The first line of defense for almost every organization is typically the system administrator. This is the person that actively interacts with the company network on a daily basis, and by extension has intimate knowledge of it. So it stands to reason that this person would hopefully be the first to notice any signs of possible compromise would it not? Sadly that is often not the case. Whether it is due to a lack of IT Training, complacency, or laziness is anyone’s guess.
Several of the company networks that I have been involved with have the same story. All of them have been compromised by exploits, which have been out in the wild for some time. In other words a patch for the exploit has been released and is available. Why then did the system administrator not go out and download then install this patch? Surely it cannot be ignorance? A system administrator is a knowledgeable person who has specialized knowledge. If they can successfully administer a large LAN composed of hundreds of users and a dozen servers what is the issue then?
I’m too busy!
One possible issue is that the administrator is simply too busy. Though as I am sure they will admit it is easier to simply go to the vendor site and get the patch then it is to rebuild an entire machine. This is especially so if it is one of your critical servers. That also begs the question of: does the sys admin regularly check that the backups actually work? Should the worst happen and you are compromised does your backup actually have what it is supposed to have? Nothing is worse then finding out your backup plan actually doesn’t work. Rather imperative I would think that you would need to verify the integrity of your restoration media. Few and far between are the admins that actually do check their backups in my experience. An unacceptable lapse indeed, but a reality nonetheless.
A key theme that I have been building upon here is that a lot of responsibility lies upon the shoulders of the admin. All too often though for a variety of reasons the admin comes up lacking. What do you do then to remedy that situation? For me it would be an easy fix. How about building in accountability into the system administrator’s job description when they sign on with you? This to me would be the simplest solution, as it would force accountability upon the admin. Not only that but you also hold a hammer over their heads should they not perform their duties as expected. After all this isn’t kindergarten anymore, and we all have duties to discharge with an expected level of professionalism.
Is the admin really to blame?
So we have a problem in that time and again the system administrator has been proven to be at fault. Not only at fault but, on a matter so centric to their jobs that it really does boggle the mind. Why didn’t they download that vendor patch! Anyone can harp about a problem, however it is preferred if one also gives a possible solution. With that in mind, this is how I would go about ensuring that my front line people are indeed doing their jobs properly. After all, patching the operating system you are running is very much a system administration job.

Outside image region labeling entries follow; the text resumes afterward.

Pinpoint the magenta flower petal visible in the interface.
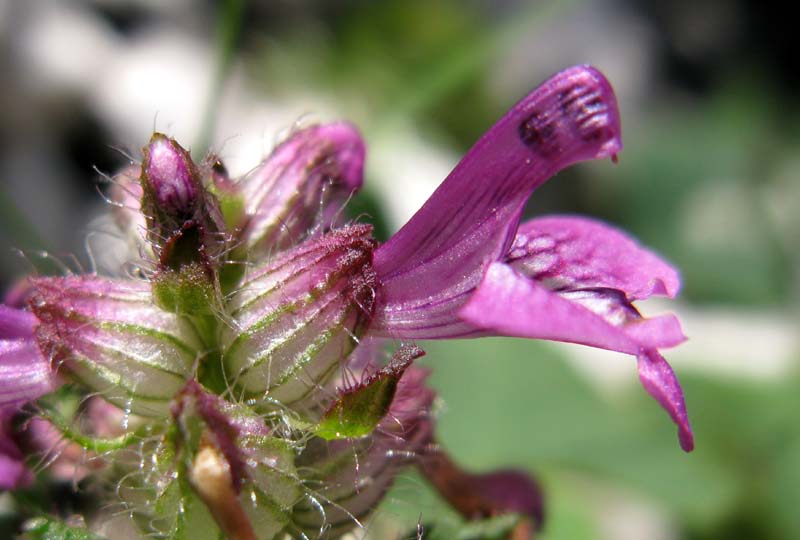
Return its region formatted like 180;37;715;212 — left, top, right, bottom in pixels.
0;339;55;411
459;263;693;452
0;304;36;339
374;66;622;338
637;350;694;452
506;216;680;301
459;263;641;355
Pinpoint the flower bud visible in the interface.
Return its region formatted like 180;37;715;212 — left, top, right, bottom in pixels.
221;225;376;408
240;123;364;253
141;133;226;274
142;133;202;223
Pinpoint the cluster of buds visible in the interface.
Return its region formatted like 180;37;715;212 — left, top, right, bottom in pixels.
0;66;692;540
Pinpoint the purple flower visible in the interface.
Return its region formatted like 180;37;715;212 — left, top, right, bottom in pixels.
371;66;694;451
0;66;693;540
0;305;55;489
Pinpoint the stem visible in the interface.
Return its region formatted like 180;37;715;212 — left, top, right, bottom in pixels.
192;0;245;157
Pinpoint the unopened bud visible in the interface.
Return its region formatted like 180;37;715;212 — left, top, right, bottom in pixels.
142;133;201;222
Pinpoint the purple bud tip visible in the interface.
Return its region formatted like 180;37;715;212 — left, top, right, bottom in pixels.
142;133;198;217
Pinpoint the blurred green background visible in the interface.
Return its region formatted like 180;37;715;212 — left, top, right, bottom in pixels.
0;0;800;540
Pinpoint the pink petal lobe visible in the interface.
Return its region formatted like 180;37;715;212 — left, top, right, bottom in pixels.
459;263;640;354
374;66;621;337
0;304;36;339
0;306;55;414
0;338;55;411
506;216;680;301
637;349;694;452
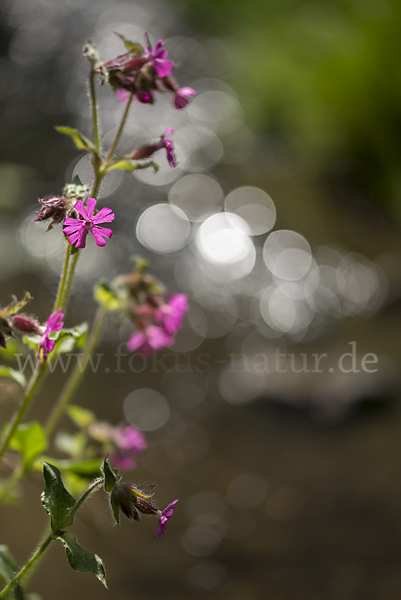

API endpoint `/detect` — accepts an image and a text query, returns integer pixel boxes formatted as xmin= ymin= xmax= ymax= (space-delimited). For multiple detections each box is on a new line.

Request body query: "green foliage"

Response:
xmin=101 ymin=456 xmax=121 ymax=492
xmin=66 ymin=404 xmax=96 ymax=429
xmin=115 ymin=32 xmax=143 ymax=57
xmin=10 ymin=421 xmax=47 ymax=471
xmin=0 ymin=544 xmax=24 ymax=600
xmin=41 ymin=462 xmax=76 ymax=533
xmin=56 ymin=127 xmax=95 ymax=153
xmin=58 ymin=533 xmax=107 ymax=588
xmin=0 ymin=365 xmax=26 ymax=388
xmin=94 ymin=282 xmax=122 ymax=312
xmin=106 ymin=158 xmax=159 ymax=173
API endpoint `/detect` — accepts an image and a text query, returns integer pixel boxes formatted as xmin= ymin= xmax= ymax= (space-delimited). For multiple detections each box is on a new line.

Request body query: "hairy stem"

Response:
xmin=89 ymin=69 xmax=100 ymax=155
xmin=44 ymin=307 xmax=106 ymax=436
xmin=0 ymin=361 xmax=47 ymax=458
xmin=106 ymin=93 xmax=134 ymax=163
xmin=53 ymin=244 xmax=71 ymax=312
xmin=0 ymin=533 xmax=54 ymax=598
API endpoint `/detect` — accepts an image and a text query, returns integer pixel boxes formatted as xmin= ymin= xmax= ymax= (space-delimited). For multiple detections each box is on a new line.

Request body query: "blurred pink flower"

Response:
xmin=153 ymin=498 xmax=178 ymax=537
xmin=38 ymin=308 xmax=64 ymax=362
xmin=156 ymin=294 xmax=188 ymax=335
xmin=63 ymin=198 xmax=115 ymax=248
xmin=110 ymin=425 xmax=148 ymax=471
xmin=127 ymin=325 xmax=173 ymax=356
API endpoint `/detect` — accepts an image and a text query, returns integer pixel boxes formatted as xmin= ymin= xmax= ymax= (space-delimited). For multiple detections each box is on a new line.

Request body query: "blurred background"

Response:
xmin=0 ymin=0 xmax=401 ymax=600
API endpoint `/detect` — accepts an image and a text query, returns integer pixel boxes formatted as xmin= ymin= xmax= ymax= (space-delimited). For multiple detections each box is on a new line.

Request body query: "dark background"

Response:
xmin=0 ymin=0 xmax=401 ymax=600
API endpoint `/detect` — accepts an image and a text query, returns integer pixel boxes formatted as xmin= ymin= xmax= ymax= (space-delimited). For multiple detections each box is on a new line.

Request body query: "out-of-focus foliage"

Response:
xmin=184 ymin=0 xmax=401 ymax=212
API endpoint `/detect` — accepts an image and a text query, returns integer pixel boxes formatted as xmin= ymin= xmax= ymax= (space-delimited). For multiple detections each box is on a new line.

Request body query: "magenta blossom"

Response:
xmin=63 ymin=198 xmax=115 ymax=248
xmin=38 ymin=308 xmax=64 ymax=362
xmin=174 ymin=87 xmax=196 ymax=110
xmin=127 ymin=325 xmax=173 ymax=356
xmin=110 ymin=425 xmax=148 ymax=471
xmin=156 ymin=294 xmax=188 ymax=335
xmin=153 ymin=498 xmax=178 ymax=537
xmin=145 ymin=33 xmax=173 ymax=77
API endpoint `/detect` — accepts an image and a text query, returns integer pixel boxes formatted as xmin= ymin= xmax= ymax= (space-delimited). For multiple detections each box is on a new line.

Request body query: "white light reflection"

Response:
xmin=196 ymin=213 xmax=255 ymax=264
xmin=136 ymin=204 xmax=191 ymax=254
xmin=123 ymin=388 xmax=170 ymax=431
xmin=168 ymin=173 xmax=223 ymax=221
xmin=263 ymin=229 xmax=312 ymax=281
xmin=225 ymin=187 xmax=276 ymax=235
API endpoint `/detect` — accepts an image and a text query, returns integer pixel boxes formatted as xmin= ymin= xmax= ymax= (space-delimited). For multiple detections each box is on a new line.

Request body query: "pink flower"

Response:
xmin=156 ymin=294 xmax=188 ymax=335
xmin=38 ymin=308 xmax=64 ymax=362
xmin=130 ymin=127 xmax=178 ymax=167
xmin=145 ymin=33 xmax=173 ymax=77
xmin=110 ymin=425 xmax=148 ymax=471
xmin=153 ymin=498 xmax=178 ymax=537
xmin=174 ymin=87 xmax=196 ymax=110
xmin=63 ymin=198 xmax=115 ymax=248
xmin=127 ymin=325 xmax=173 ymax=356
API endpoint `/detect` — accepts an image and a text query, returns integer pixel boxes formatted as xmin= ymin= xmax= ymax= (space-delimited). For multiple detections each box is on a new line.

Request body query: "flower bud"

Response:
xmin=35 ymin=196 xmax=70 ymax=229
xmin=11 ymin=315 xmax=43 ymax=334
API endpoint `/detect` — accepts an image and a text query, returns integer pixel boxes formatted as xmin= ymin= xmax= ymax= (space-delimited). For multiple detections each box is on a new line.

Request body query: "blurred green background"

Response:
xmin=0 ymin=0 xmax=401 ymax=600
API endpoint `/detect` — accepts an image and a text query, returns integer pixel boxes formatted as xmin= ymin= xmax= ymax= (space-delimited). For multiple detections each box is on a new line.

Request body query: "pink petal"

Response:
xmin=178 ymin=87 xmax=196 ymax=96
xmin=153 ymin=58 xmax=173 ymax=77
xmin=92 ymin=208 xmax=116 ymax=225
xmin=74 ymin=200 xmax=89 ymax=221
xmin=91 ymin=225 xmax=113 ymax=246
xmin=86 ymin=198 xmax=96 ymax=220
xmin=127 ymin=331 xmax=146 ymax=352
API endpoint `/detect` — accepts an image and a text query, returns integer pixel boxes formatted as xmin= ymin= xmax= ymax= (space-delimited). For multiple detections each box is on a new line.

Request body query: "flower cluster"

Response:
xmin=94 ymin=33 xmax=196 ymax=109
xmin=63 ymin=198 xmax=115 ymax=248
xmin=127 ymin=294 xmax=188 ymax=356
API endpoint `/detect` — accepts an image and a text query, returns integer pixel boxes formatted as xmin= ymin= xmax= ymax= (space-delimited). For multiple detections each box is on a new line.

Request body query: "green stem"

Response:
xmin=89 ymin=69 xmax=100 ymax=156
xmin=106 ymin=93 xmax=134 ymax=164
xmin=44 ymin=307 xmax=106 ymax=436
xmin=53 ymin=244 xmax=71 ymax=312
xmin=0 ymin=533 xmax=54 ymax=598
xmin=60 ymin=246 xmax=81 ymax=311
xmin=0 ymin=361 xmax=47 ymax=464
xmin=71 ymin=477 xmax=104 ymax=517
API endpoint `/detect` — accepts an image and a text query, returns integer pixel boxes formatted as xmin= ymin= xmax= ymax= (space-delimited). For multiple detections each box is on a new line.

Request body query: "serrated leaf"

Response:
xmin=114 ymin=31 xmax=143 ymax=57
xmin=0 ymin=544 xmax=24 ymax=600
xmin=56 ymin=127 xmax=95 ymax=152
xmin=106 ymin=158 xmax=159 ymax=173
xmin=10 ymin=421 xmax=47 ymax=470
xmin=94 ymin=282 xmax=122 ymax=312
xmin=66 ymin=404 xmax=96 ymax=429
xmin=0 ymin=365 xmax=26 ymax=388
xmin=58 ymin=533 xmax=107 ymax=588
xmin=41 ymin=462 xmax=76 ymax=533
xmin=100 ymin=456 xmax=121 ymax=492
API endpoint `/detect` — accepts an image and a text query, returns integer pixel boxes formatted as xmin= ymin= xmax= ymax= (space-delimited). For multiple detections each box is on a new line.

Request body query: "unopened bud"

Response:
xmin=12 ymin=315 xmax=43 ymax=334
xmin=35 ymin=196 xmax=70 ymax=229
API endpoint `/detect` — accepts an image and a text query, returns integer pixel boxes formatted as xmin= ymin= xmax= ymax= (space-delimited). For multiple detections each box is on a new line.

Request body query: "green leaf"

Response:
xmin=66 ymin=404 xmax=96 ymax=429
xmin=58 ymin=533 xmax=107 ymax=588
xmin=0 ymin=544 xmax=24 ymax=600
xmin=56 ymin=127 xmax=95 ymax=152
xmin=114 ymin=31 xmax=143 ymax=57
xmin=0 ymin=365 xmax=26 ymax=388
xmin=41 ymin=462 xmax=76 ymax=533
xmin=100 ymin=456 xmax=121 ymax=492
xmin=106 ymin=158 xmax=159 ymax=173
xmin=1 ymin=292 xmax=32 ymax=315
xmin=94 ymin=282 xmax=122 ymax=312
xmin=10 ymin=421 xmax=47 ymax=471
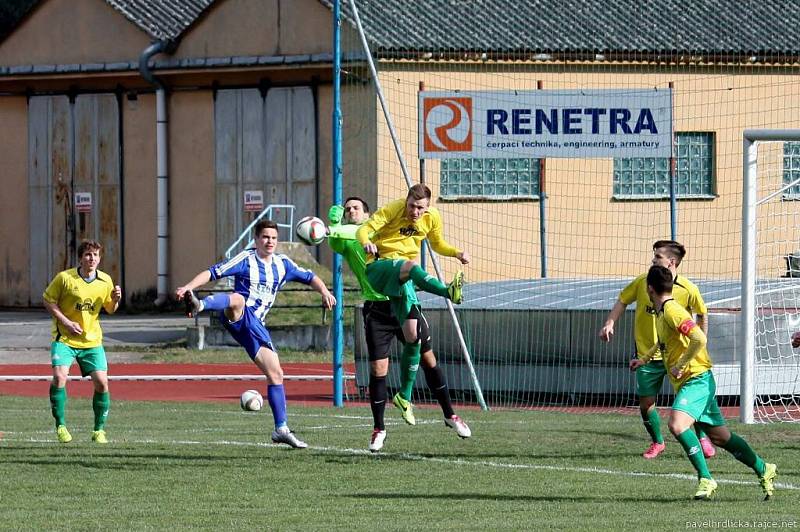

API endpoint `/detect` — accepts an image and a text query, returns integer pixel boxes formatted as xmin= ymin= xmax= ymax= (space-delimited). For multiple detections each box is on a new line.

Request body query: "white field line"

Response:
xmin=6 ymin=433 xmax=800 ymax=491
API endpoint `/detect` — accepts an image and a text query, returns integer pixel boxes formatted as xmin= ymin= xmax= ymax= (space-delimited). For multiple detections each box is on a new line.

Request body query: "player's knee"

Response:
xmin=403 ymin=331 xmax=419 ymax=344
xmin=668 ymin=419 xmax=688 ymax=437
xmin=267 ymin=368 xmax=283 ymax=384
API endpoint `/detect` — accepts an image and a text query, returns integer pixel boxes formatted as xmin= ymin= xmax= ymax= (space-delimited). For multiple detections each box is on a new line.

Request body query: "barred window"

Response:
xmin=783 ymin=142 xmax=800 ymax=199
xmin=614 ymin=132 xmax=714 ymax=199
xmin=439 ymin=159 xmax=541 ymax=200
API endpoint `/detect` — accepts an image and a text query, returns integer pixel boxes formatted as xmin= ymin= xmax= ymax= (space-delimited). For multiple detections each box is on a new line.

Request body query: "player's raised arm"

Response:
xmin=175 ymin=270 xmax=211 ymax=301
xmin=356 ymin=201 xmax=396 ymax=255
xmin=597 ymin=299 xmax=628 ymax=342
xmin=103 ymin=285 xmax=122 ymax=314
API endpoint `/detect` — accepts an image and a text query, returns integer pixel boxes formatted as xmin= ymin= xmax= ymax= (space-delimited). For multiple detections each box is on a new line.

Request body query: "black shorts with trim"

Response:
xmin=361 ymin=301 xmax=431 ymax=362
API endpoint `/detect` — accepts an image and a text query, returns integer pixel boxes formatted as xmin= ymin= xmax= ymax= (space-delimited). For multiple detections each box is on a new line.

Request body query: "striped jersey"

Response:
xmin=209 ymin=249 xmax=314 ymax=321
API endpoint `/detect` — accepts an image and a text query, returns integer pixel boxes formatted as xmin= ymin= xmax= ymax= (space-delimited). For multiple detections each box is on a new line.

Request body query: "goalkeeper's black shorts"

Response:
xmin=361 ymin=301 xmax=431 ymax=362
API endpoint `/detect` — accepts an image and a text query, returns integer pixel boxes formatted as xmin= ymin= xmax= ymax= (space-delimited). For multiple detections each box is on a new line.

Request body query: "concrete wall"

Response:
xmin=0 ymin=96 xmax=28 ymax=306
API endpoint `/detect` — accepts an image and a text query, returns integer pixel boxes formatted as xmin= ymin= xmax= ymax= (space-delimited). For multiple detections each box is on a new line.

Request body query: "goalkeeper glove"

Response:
xmin=328 ymin=205 xmax=344 ymax=225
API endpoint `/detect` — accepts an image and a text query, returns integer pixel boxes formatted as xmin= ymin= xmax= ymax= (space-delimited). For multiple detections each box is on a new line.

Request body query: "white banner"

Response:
xmin=418 ymin=88 xmax=672 ymax=159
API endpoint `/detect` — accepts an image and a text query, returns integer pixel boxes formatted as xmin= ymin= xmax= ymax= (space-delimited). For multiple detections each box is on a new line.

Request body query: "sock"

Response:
xmin=200 ymin=294 xmax=231 ymax=310
xmin=267 ymin=384 xmax=287 ymax=430
xmin=369 ymin=375 xmax=386 ymax=430
xmin=422 ymin=366 xmax=455 ymax=419
xmin=50 ymin=384 xmax=67 ymax=428
xmin=675 ymin=427 xmax=711 ymax=478
xmin=722 ymin=432 xmax=766 ymax=477
xmin=400 ymin=340 xmax=421 ymax=401
xmin=92 ymin=392 xmax=111 ymax=430
xmin=408 ymin=265 xmax=447 ymax=297
xmin=642 ymin=407 xmax=664 ymax=443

Once a suitable candidate has been found for your vacant system administrator position you need to go over their list of duties. This is something that needs to be written down on paper so that later on there is no room for misunderstanding. Included in this job description is that they will check the vendor site on a daily basis for any patches, or other operating system information. The same should be included for any other third party applications they will need to maintain. All said and done that is an excellent policy to have, and furthermore is one many companies have. So why then do we keep seeing these very same companies having problems with old exploits? Human nature, being what it is, laziness creeps in, and the vendor site is no longer being checked. That or a box is rebuilt and the sys admin puts it back on the network with no patches, as they will install them in a second or two.
If I had a nickel…
I don’t know how many times I have heard this when the admin in charge is queried after the fact while an incident is investigated. “Geez it was only on the network for a minute or two!” No one really expects the sys admin to be a security guru but certain fundamental practices must be observed. One of those is to have all those patches on a cdrom so that the rebuilt machine can be patched offline. Much like the admin checking on a daily basis for newly released system patches. It’s just good business after all.
So to wrap up all of the above verbiage, what should one do to ensure the sys admin is staying on top of patches? Well simply put, I would have a sheet where the sys admin would need to sign off on. That person’s signature would attest to their having verified the vendor site for patches each and every day. Not only that but I would personally have them checking out the mailing lists as well on a daily basis. This would help give them situational awareness as it impacts them and their network. With that in mind if the sys admin has indeed signed off on that sheet and the company is compromised because of an old exploit then the answer is simple. You’re fired!
Many of you system administrators out there may find this rather harsh. The reality of it is that there is little to no accountability for system administration. Unless the step of having the new network admin sign a job description has been taken, there is precious little in the way of known punitive steps management can take. In many companies it would still be considered a firing offence for having forgotten, or outright neglected to patch company servers. There are many good admins out there today, but a great deal more need to become far more proactive in their duties. One of the most vital ones being to keep the software up to date patch wise.